“Connectivity” was the theme of Wittmann Battenfeld Inc. at NPE2012, where officials said you now can be on the golf course and check your molding presses and auxiliary equipment — if you want to.
“He could be in his production shop. He could be looking at his plant in Puerto Rico from his plant in Chicago. He would be getting an alert. He can get information from a production cell, such as production monitoring. He can know if it's down,” said President David Preusse at the company's news conference April 4.
At the Orlando show, all six injection presses on display were fully connected with the company's auxiliary equipment, including material handling, blenders, dryers, granulators and temperature controllers. Everything was linked to the Web.
“This is a real technology. It's not just a trade show gimmick,” Preusse said. “We're using it today, with our customers. The fastest way to get a service tech in your plant, is in two minutes. Hook me up, let's go — I'm looking at the equipment. I'm troubleshooting. Or I'm optimizing it.”
Torrington, Conn.-based Wittmann Battenfeld, the North American unit of Kottingbrunn, Austria-based Wittmann Battenfeld GmbH, generates about $70 million in annual sales and is forecasting a 15 percent increase in North American sales this year. North American sales in 2010 rebounded strongly from the recession, and business continued to grow in 2011, by 28 percent, Preusse said.
“The U.S. is still quite strong,” he said. So far this year, the U.S. injection press market is tracking at about 3,000 units per year, he added.
Georg Tinschert, managing director and CEO of Wittmann Battenfeld GmbH, said strong sales of automation equipment have prompted the company to build a 50,500-square-foot robot factory in Nuremberg, Germany.
Earlier this year, Wittmann Battenfeld announced a 32,300-square-foot expansion of its headquarters plant in Kottingbrunn. Tinschert said the extra assembly space is needed to build the large-tonnage MacroPower machines, which top out at 1,200 tons of clamping force. The company will add two smaller sizes, MacroPowers of 400 and 500 tons, at the Plast 2012 trade show, set for May 8-12 in Milan, he said.

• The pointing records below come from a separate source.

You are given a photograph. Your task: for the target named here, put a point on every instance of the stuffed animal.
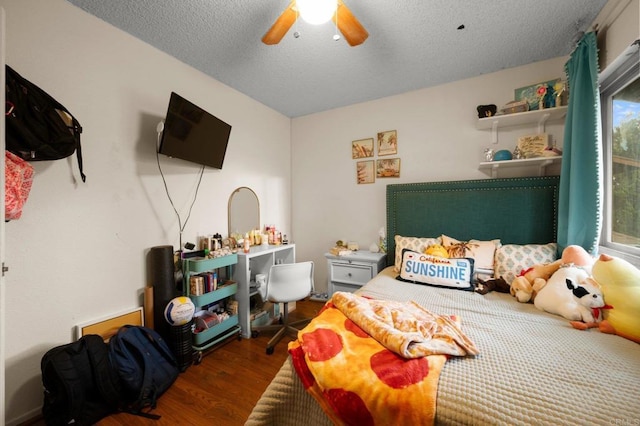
(498, 284)
(528, 284)
(620, 282)
(569, 293)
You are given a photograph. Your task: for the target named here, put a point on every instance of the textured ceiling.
(412, 44)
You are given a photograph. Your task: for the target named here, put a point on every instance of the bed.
(532, 367)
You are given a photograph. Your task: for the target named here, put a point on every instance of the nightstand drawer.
(351, 273)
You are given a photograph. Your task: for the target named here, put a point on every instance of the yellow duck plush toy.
(620, 283)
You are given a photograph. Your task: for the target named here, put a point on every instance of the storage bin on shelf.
(212, 334)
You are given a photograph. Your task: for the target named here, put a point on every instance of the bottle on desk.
(247, 243)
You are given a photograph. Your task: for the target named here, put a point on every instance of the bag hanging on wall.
(17, 185)
(39, 128)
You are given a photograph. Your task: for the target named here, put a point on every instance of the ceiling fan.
(346, 22)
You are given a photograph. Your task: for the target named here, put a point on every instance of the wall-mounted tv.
(191, 133)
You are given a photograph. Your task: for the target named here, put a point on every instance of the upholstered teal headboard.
(516, 210)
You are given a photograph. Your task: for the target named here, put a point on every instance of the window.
(620, 98)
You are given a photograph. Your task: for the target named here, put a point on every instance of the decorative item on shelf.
(486, 110)
(532, 146)
(533, 94)
(560, 93)
(541, 92)
(488, 154)
(515, 106)
(502, 155)
(517, 154)
(382, 240)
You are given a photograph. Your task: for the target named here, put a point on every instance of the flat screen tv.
(191, 133)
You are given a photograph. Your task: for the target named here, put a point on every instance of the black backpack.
(80, 386)
(38, 127)
(145, 364)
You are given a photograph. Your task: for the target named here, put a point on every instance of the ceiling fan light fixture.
(316, 12)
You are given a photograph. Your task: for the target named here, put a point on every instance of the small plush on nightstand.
(526, 286)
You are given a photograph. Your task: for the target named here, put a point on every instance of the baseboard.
(319, 297)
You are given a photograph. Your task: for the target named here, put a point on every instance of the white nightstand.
(350, 272)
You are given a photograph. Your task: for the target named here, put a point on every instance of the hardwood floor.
(224, 387)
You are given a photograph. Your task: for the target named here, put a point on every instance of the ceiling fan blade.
(349, 26)
(281, 25)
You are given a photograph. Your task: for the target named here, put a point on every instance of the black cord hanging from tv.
(181, 226)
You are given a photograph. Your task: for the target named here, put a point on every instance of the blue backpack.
(145, 365)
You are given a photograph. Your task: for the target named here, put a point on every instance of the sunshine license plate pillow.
(438, 271)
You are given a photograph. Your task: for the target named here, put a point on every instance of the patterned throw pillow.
(411, 243)
(423, 268)
(482, 252)
(511, 259)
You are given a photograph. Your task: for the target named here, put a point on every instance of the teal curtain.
(579, 208)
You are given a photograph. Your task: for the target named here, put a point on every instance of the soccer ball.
(179, 311)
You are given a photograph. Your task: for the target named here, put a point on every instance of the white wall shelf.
(539, 117)
(492, 167)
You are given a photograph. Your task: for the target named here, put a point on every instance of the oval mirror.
(244, 211)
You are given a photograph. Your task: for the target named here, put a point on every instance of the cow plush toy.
(620, 282)
(570, 293)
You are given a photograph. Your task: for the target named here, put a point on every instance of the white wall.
(437, 140)
(78, 252)
(619, 26)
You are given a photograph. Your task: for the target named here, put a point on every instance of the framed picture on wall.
(365, 172)
(388, 167)
(388, 143)
(362, 148)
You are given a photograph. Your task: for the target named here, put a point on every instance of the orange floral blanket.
(359, 381)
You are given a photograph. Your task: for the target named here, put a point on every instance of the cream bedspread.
(534, 368)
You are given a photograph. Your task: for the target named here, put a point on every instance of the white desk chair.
(287, 282)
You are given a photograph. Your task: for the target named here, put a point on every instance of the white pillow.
(512, 259)
(411, 243)
(437, 271)
(482, 252)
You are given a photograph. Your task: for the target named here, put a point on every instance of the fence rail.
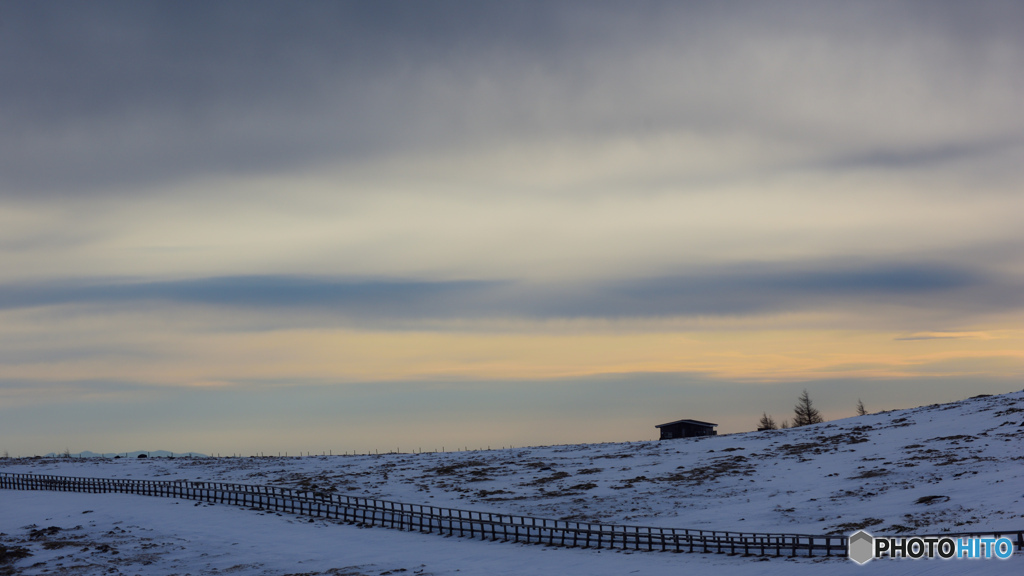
(455, 522)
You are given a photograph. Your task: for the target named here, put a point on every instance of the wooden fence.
(368, 511)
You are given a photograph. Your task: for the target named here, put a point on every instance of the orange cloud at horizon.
(338, 356)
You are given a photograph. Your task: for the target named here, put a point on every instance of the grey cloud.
(117, 94)
(736, 290)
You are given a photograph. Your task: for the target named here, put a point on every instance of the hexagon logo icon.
(860, 547)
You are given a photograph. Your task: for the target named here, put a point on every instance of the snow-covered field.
(953, 467)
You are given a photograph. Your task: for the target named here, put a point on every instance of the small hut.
(686, 428)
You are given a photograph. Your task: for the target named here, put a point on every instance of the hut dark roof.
(694, 422)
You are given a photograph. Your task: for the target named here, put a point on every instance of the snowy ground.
(939, 468)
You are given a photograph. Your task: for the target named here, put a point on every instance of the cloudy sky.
(243, 227)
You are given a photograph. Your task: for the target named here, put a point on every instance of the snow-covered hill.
(952, 467)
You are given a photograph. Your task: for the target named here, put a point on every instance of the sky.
(269, 227)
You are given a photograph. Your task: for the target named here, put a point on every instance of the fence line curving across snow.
(369, 511)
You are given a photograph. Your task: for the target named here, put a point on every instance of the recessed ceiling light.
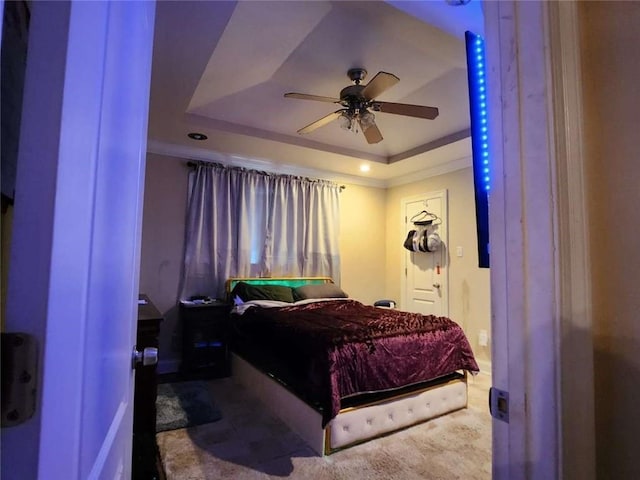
(197, 136)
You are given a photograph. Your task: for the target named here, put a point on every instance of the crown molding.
(206, 155)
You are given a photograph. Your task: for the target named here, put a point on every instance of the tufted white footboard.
(351, 425)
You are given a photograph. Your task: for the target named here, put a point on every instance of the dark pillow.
(247, 291)
(324, 290)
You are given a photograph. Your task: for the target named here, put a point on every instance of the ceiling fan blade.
(418, 111)
(378, 84)
(372, 134)
(304, 96)
(323, 121)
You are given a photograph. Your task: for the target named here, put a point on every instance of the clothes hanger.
(425, 218)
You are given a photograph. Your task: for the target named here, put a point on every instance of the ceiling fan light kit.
(358, 101)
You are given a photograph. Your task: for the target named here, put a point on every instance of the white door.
(73, 280)
(425, 285)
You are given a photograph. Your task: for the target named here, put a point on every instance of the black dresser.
(205, 339)
(146, 464)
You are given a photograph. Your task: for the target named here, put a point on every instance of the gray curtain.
(247, 223)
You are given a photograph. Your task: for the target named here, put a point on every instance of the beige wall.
(469, 286)
(165, 204)
(362, 242)
(370, 246)
(611, 69)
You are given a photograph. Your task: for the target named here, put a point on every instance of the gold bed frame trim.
(327, 431)
(232, 281)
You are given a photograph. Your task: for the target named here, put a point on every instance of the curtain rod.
(195, 164)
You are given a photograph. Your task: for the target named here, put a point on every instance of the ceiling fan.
(359, 100)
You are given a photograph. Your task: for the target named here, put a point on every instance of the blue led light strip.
(476, 65)
(478, 103)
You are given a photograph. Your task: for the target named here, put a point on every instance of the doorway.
(425, 285)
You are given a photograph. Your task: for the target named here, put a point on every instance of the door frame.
(443, 232)
(540, 286)
(56, 269)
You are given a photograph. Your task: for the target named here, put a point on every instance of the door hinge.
(499, 404)
(19, 378)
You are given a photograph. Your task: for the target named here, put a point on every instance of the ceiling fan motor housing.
(357, 75)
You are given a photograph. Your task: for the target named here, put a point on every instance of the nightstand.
(205, 340)
(146, 465)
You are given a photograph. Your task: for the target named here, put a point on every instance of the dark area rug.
(184, 404)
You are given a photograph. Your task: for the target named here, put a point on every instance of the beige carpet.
(249, 443)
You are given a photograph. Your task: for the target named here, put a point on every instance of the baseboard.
(171, 365)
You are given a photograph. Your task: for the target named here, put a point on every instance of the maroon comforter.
(340, 348)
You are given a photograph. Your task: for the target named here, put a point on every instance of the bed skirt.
(352, 425)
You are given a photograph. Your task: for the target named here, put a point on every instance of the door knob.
(149, 356)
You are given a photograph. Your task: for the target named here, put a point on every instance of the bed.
(339, 372)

Tinschert said companywide sales hit about $330 million in 2011, about 20 percent more than 2010. He credited the new Power Series. This year, he predicts sales will increase by 5 percent.
“We had five or six months of backlog when we started 2012,” Tinschert said.

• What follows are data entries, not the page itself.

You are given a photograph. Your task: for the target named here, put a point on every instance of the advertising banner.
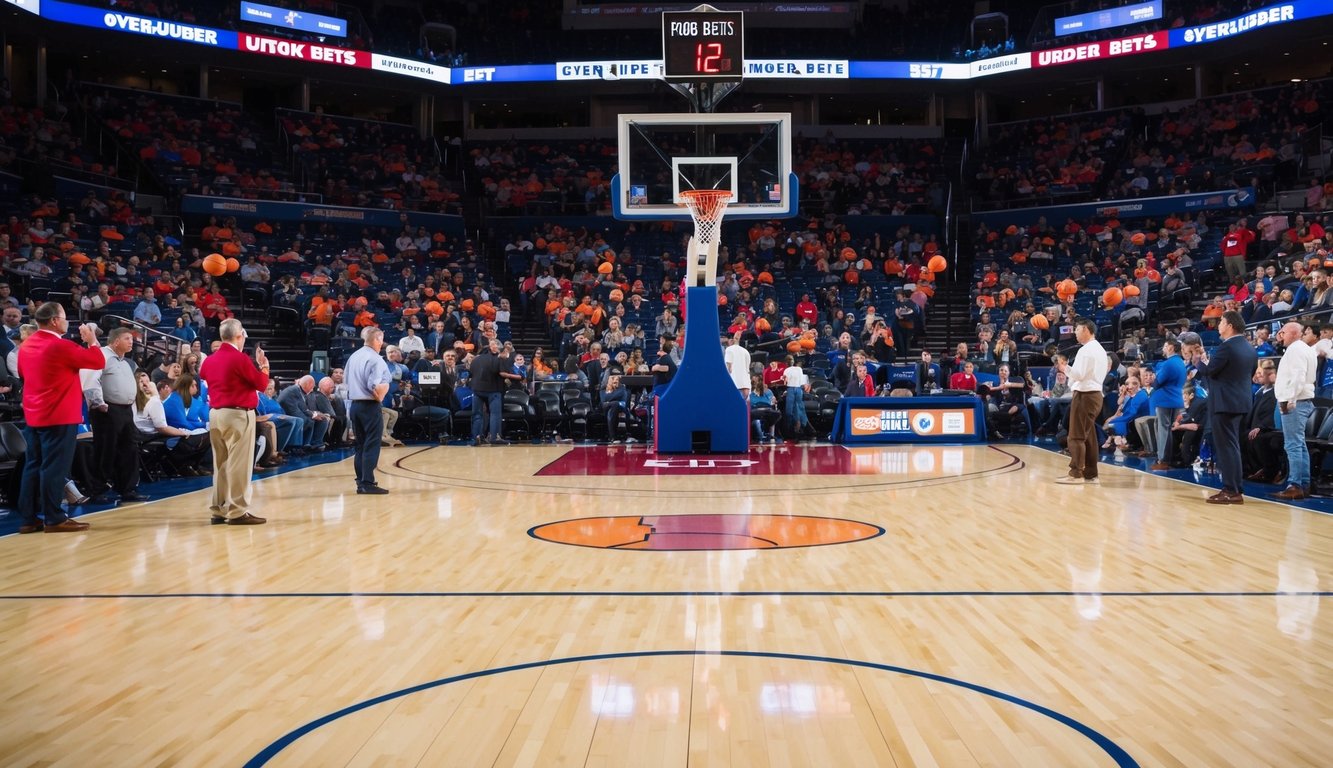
(1000, 64)
(409, 68)
(303, 51)
(909, 420)
(117, 22)
(1103, 50)
(276, 211)
(1109, 18)
(1261, 19)
(292, 19)
(29, 6)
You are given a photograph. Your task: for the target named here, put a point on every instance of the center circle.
(704, 532)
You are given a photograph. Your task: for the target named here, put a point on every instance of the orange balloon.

This year, he said, the company will fill out the Power Series and add a multicomponent molding feature to the EcoPower press. Engineers also are working to develop foaming technology — with a quality-surface finish — for larger injection molding machines, Tinschert said.
At NPE, Wittmann Battenfeld showed a number of technologies, including a wide-platen, 950-ton MacroPower press molding, then fully assembling, a five-part folding box.
A MicroPower press was micromolding a 28-pin connector.
Wittmann Battenfeld also demonstrated in-mold labeling, liquid injection molding, inline inspection and thermography.
At the April 4 news conference, Sonny Morneault, national sales manager for the U.S. operation, said Centrex Plastics LLC bought a 1,000-ton press at NPE. Hoffer Plastics Corp. bought four 240-ton presses. Wittmann Battenfeld sold two 300-ton presses to Laszeray Technology Inc., he said.